Find $$1*1*1*\cdots*1\quad n\,\,\text{ factors}$$ that is, a function $f(t)=1$ convolution with itself for a total of $n$ factors.

Would anyone mind helping me? I have no idea what I should do.

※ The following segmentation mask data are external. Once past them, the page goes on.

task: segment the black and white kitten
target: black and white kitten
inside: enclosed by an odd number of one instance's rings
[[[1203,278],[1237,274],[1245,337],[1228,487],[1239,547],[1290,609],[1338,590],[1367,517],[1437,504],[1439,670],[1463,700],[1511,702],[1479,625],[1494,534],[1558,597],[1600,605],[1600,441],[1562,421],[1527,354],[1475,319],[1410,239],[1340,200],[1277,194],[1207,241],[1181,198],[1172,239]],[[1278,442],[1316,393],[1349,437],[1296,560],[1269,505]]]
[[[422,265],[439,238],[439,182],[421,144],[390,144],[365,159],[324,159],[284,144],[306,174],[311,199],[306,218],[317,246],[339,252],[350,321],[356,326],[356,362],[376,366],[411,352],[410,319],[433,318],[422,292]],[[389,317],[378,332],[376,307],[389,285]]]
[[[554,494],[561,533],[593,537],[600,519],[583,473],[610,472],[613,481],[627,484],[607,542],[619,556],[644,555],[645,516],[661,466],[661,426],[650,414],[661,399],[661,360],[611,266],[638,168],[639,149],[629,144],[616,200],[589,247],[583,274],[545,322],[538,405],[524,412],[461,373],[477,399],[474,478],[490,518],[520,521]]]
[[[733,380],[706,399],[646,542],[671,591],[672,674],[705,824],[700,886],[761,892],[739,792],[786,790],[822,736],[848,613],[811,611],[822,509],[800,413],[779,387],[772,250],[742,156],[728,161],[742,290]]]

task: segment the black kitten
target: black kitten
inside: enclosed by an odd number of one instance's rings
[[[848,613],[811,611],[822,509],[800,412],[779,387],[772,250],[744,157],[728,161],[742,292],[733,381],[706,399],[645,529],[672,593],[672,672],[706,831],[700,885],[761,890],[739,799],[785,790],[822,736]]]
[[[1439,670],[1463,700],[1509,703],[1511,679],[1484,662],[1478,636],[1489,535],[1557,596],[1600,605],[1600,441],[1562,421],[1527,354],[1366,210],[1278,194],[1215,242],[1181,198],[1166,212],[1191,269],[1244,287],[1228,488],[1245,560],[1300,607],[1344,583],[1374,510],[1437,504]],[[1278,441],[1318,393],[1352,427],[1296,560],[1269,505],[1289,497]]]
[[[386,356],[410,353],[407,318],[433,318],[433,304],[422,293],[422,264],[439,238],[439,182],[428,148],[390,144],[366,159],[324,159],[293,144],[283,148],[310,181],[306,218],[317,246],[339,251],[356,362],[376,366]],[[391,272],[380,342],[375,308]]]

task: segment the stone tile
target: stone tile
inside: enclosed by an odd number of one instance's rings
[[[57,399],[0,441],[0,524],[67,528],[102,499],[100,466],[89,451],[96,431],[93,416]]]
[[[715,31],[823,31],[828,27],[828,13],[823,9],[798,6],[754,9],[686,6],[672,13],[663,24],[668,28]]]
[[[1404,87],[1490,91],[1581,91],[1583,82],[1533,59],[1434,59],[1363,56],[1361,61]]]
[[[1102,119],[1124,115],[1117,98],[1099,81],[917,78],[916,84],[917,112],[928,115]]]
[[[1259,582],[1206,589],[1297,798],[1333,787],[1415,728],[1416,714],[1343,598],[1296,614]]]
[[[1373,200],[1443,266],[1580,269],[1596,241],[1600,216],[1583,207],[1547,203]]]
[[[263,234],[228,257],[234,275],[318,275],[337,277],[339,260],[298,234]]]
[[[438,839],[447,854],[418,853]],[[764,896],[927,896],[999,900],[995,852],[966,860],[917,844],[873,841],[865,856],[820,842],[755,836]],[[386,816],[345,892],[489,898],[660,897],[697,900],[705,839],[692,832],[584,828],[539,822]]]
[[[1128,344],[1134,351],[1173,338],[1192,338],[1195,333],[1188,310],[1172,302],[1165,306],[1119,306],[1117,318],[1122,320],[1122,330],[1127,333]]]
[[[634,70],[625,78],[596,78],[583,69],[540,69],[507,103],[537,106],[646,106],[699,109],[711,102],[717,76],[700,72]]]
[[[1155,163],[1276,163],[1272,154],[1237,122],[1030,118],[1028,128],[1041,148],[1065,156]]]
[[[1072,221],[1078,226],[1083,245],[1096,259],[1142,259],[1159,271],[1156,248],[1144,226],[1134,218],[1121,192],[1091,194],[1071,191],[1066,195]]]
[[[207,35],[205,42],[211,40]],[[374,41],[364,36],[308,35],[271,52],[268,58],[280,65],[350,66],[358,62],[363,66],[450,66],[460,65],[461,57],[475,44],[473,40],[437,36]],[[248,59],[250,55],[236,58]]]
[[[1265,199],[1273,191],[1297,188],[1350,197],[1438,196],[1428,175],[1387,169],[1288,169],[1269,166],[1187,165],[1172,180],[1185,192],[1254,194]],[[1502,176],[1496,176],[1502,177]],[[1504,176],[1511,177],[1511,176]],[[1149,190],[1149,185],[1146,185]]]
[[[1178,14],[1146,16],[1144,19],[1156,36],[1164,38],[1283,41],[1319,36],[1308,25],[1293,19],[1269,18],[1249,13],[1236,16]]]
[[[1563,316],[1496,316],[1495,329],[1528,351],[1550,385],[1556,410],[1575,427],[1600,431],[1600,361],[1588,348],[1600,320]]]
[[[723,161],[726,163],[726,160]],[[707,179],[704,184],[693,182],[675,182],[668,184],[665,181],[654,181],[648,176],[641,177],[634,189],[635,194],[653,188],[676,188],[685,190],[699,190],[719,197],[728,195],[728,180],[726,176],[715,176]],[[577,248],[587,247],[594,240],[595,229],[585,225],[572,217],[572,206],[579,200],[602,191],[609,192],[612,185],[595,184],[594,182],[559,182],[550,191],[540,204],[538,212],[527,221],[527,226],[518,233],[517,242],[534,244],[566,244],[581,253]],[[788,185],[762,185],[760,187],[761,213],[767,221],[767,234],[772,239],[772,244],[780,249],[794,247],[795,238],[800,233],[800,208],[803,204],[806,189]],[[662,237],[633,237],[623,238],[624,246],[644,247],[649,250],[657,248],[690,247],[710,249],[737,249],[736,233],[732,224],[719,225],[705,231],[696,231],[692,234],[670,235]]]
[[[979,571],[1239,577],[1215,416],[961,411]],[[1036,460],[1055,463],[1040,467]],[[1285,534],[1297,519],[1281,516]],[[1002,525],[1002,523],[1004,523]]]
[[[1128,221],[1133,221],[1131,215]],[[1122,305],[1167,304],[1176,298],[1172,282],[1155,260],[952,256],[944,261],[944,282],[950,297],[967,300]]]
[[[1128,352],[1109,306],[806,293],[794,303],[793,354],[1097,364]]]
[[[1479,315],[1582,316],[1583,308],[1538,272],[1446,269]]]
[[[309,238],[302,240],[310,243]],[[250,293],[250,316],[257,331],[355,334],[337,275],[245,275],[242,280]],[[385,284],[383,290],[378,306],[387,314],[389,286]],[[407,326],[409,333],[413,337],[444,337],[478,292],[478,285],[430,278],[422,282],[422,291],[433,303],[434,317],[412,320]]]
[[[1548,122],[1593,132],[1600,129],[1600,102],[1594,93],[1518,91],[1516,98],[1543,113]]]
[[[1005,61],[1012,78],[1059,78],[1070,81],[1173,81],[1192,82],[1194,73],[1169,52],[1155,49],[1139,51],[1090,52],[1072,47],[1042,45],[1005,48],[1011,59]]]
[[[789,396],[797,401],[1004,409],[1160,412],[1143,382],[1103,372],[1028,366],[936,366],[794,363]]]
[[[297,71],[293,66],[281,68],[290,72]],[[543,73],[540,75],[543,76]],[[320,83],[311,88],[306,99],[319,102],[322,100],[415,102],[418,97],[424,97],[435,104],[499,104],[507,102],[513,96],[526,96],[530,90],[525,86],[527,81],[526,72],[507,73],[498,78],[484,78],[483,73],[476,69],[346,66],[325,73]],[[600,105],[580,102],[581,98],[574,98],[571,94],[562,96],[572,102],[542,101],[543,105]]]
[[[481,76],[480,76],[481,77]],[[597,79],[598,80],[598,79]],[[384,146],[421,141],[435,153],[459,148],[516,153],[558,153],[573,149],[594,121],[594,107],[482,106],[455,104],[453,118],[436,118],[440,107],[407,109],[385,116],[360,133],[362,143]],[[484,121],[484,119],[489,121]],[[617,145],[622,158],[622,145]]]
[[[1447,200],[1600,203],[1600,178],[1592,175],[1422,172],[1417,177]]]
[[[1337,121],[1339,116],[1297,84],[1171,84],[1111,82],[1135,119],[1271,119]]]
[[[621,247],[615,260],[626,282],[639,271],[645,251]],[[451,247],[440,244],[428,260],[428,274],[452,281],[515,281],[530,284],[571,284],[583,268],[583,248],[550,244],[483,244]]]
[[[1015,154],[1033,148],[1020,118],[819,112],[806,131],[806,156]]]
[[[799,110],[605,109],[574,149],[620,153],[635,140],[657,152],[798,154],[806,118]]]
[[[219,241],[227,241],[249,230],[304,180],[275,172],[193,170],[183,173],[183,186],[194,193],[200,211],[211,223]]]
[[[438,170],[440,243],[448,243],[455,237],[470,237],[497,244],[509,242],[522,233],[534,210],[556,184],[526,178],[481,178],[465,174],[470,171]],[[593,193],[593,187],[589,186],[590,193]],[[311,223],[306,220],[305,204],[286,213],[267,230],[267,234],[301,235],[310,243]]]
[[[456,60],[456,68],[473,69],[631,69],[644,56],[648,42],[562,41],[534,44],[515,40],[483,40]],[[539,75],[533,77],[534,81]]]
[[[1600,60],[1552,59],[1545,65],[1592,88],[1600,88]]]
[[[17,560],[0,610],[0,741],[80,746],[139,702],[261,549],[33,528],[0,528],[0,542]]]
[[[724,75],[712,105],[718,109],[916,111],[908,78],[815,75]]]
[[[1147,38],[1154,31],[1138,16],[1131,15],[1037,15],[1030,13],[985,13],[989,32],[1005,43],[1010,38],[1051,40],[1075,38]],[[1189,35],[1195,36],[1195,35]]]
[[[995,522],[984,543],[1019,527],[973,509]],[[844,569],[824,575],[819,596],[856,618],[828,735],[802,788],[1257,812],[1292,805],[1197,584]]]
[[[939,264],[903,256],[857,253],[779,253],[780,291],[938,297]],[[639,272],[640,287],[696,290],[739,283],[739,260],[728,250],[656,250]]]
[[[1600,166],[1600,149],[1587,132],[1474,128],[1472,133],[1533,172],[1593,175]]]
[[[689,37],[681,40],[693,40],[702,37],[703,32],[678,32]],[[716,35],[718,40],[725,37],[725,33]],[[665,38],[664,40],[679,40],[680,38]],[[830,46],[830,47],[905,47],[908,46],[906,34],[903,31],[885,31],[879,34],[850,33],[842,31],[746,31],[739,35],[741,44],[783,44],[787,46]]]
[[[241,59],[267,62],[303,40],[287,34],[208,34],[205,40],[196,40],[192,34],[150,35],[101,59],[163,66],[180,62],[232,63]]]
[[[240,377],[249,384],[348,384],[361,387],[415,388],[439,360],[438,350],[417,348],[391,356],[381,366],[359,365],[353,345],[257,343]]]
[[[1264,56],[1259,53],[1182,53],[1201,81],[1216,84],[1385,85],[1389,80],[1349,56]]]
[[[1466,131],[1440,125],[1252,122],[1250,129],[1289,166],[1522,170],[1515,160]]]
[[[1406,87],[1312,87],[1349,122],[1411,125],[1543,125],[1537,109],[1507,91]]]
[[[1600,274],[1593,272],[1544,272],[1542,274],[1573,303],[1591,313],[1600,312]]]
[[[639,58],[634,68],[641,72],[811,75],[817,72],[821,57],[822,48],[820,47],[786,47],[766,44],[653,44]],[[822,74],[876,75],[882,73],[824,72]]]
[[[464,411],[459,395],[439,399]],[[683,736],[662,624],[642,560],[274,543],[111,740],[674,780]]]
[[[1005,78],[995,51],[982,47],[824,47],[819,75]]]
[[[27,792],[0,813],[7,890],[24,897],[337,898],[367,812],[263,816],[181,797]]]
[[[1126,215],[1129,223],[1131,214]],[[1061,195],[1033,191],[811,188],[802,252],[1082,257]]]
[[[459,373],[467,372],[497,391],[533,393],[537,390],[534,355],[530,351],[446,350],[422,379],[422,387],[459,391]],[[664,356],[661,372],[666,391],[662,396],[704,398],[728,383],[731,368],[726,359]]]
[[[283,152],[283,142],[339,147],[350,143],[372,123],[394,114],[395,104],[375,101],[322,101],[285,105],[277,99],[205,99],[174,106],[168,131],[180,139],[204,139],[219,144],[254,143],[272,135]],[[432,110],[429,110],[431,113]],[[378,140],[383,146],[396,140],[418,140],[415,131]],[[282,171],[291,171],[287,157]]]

Also, if we define $g(t) = t$, what is $g*g*g$?

Answer 1

For two functions $f(t), g(t)$ $$\mathcal{L}((f*g)(t))=\mathcal{L}(f(t))\mathcal{L}(g(t))$$Since $\displaystyle \mathcal{L}(1(t))=\frac{1}{s}$ it follows that $$\mathcal{L}(\underbrace{1*1*\cdots*1}_{n \ \mbox{times}})=\frac{1}{s^n}$$ Now, $$\mathcal{L}(t^{n-1})=\frac{(n-1)!}{s^n}$$ hence comparing, $\displaystyle \underbrace{1*1*\cdots*1}_{n\ \mbox{times}}=\frac{t^{n-1}}{(n-1)!}$

Answer 2

The Laplace Transform is $$\mathcal{L}(1)^n=\frac{1}{s^n}=\frac{(n-1)!}{s^n}/(n-1)!=\mathcal{L}(x^{n-1})/(n-1)!$$ so it would be $$1*1*\ldots*1=\frac{x^{n-1}}{(n-1)!}$$

Alternatively, note that $$1*(cx^a)=\int_0^x (1)ct^a\,\mathrm{d}t=c\frac{x^{a+1}}{a+1}$$ so by induction you would get $$1*1=x \\ 1*x=\frac{x^2}{2} \\ \vdots \\ 1*\cdots *1=\frac{x^{n-1}}{(n-1)!}$$

Answer 3

Working from the definition of convolution, $(f*g)(t):=\int_0^t f(s)g(t-s)\,ds$, and using the fact that $*$ is associative, we see \begin{align*} 1*1&=\int_0^t 1\cdot 1\,ds=t\\ 1*1*1&=(1*1)*1=t*1=\int_0^t s\,ds={t^2\over 2}\\ 1*1*1*1&=(1*1*1)*1={t^2\over 2}*1=\int_0^t {s^2\over 2}\,ds={t^3\over 3\cdot 2}\\ 1*1*1*1*1&=(1*1*1*1)*1={t^3\over 3\cdot 2}*1=\int_0^t {s^3\over 3\cdot 2}\,ds={t^4\over 4\cdot3\cdot 2}\\ \vdots\\ \underbrace{(1*1*\cdots*1)}_{n\text{ times}}&={t^{n-1}\over (n-1)!}. \end{align*}